Sabin Carr of Yale and Dubuque, Iowa, polevaulted 14 ft. 1 in., a new world's indoor and outdoor record.

Weighing 216 pounds, George Herman Ruth, 35, joined the Yankee training camp at St. Petersburg, Fla., to start his fourteenth year in pro baseball. Dazzy Vance, Brooklyn pitcher, held out for a new contract at $20,000 a year, insisted on a clause that would allow him to play golf for one day after each game he pitched. "I lose," he said, "about twelve pounds in every game."

Rolf Sinerton, a Norwegian living in Montreal, traveled 112 feet off a snowbank, won the ski-jumping championship of Canada.
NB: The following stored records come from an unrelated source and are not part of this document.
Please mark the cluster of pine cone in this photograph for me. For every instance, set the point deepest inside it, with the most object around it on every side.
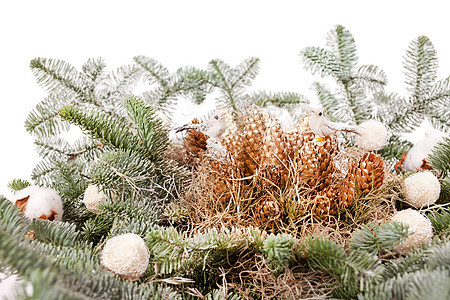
(259, 150)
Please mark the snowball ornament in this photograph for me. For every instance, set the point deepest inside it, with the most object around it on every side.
(39, 203)
(421, 189)
(420, 229)
(125, 255)
(373, 135)
(93, 197)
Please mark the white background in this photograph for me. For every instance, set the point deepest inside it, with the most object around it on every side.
(181, 33)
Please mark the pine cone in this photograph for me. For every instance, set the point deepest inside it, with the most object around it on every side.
(365, 176)
(369, 173)
(316, 161)
(273, 160)
(245, 141)
(325, 204)
(347, 190)
(266, 211)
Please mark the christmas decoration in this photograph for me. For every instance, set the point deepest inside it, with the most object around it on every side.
(93, 197)
(420, 229)
(125, 255)
(247, 207)
(39, 203)
(322, 127)
(421, 189)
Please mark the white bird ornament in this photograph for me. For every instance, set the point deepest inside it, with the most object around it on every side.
(323, 128)
(213, 128)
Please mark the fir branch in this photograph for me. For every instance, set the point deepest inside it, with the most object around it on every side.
(280, 99)
(440, 219)
(336, 108)
(277, 249)
(375, 238)
(52, 145)
(94, 69)
(154, 72)
(352, 272)
(56, 233)
(149, 128)
(341, 41)
(232, 81)
(422, 284)
(57, 75)
(421, 68)
(322, 61)
(18, 184)
(112, 130)
(370, 76)
(44, 120)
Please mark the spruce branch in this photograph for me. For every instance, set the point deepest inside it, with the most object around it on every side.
(352, 272)
(18, 184)
(280, 99)
(322, 61)
(113, 130)
(421, 68)
(232, 81)
(277, 249)
(149, 128)
(440, 219)
(57, 75)
(375, 238)
(56, 233)
(44, 120)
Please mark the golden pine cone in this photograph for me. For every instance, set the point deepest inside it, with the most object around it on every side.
(317, 162)
(266, 210)
(347, 190)
(369, 173)
(325, 204)
(244, 143)
(273, 160)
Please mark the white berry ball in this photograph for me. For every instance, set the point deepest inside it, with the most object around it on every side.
(125, 255)
(420, 229)
(373, 135)
(39, 203)
(421, 189)
(93, 197)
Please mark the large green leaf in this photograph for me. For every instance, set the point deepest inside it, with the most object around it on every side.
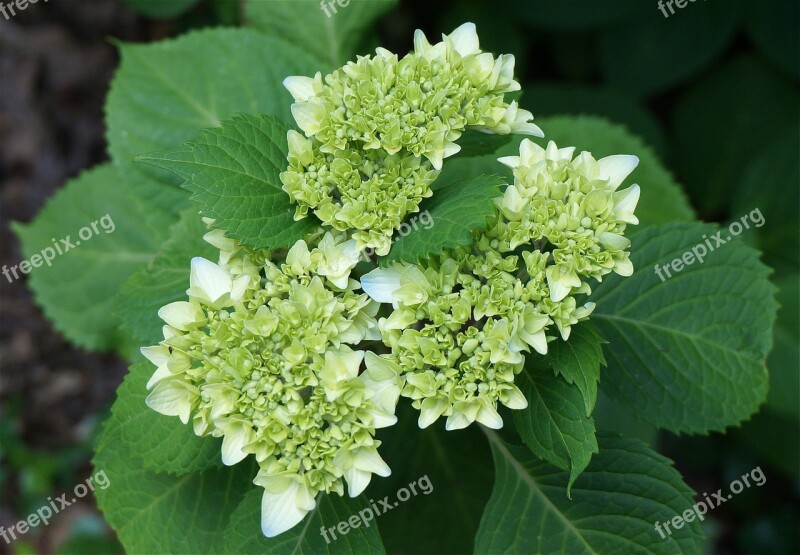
(165, 93)
(554, 425)
(784, 360)
(78, 291)
(614, 507)
(458, 466)
(164, 280)
(326, 29)
(456, 210)
(577, 360)
(687, 353)
(161, 513)
(654, 52)
(724, 121)
(233, 173)
(243, 534)
(163, 443)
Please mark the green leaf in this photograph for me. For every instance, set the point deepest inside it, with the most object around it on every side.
(332, 36)
(622, 108)
(770, 185)
(78, 291)
(687, 353)
(554, 425)
(475, 143)
(624, 492)
(456, 210)
(163, 443)
(578, 360)
(662, 198)
(161, 8)
(772, 27)
(243, 534)
(458, 466)
(575, 15)
(165, 93)
(655, 52)
(233, 173)
(161, 513)
(164, 280)
(721, 123)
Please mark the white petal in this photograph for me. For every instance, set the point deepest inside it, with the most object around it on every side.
(489, 417)
(616, 168)
(464, 39)
(357, 481)
(430, 411)
(158, 355)
(369, 460)
(301, 87)
(625, 203)
(171, 398)
(161, 373)
(515, 399)
(380, 283)
(282, 511)
(309, 116)
(210, 279)
(181, 315)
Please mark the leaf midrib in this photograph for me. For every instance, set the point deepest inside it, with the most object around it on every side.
(528, 479)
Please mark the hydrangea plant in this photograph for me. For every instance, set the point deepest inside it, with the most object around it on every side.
(297, 353)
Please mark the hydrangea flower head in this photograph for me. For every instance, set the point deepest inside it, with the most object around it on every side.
(261, 354)
(462, 321)
(376, 131)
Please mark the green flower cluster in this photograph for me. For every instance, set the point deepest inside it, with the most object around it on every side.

Herbert Schwarze of Illinois threw the 16-pound shot 49 ft. 6 7/8 in., for a new world's record.

Because a crowd standing in the sea-mist along the race-track at Daytona Beach, Fla., yelled "Action," Frank Lockhart, driver, who had decided not to try for a new auto record that day, turned his car around, drove at 225 miles an hour into the measured mile, hit soft sand, somersaulted into the ocean, landed right side up, in the front pages and in the hospital, suffering from shock.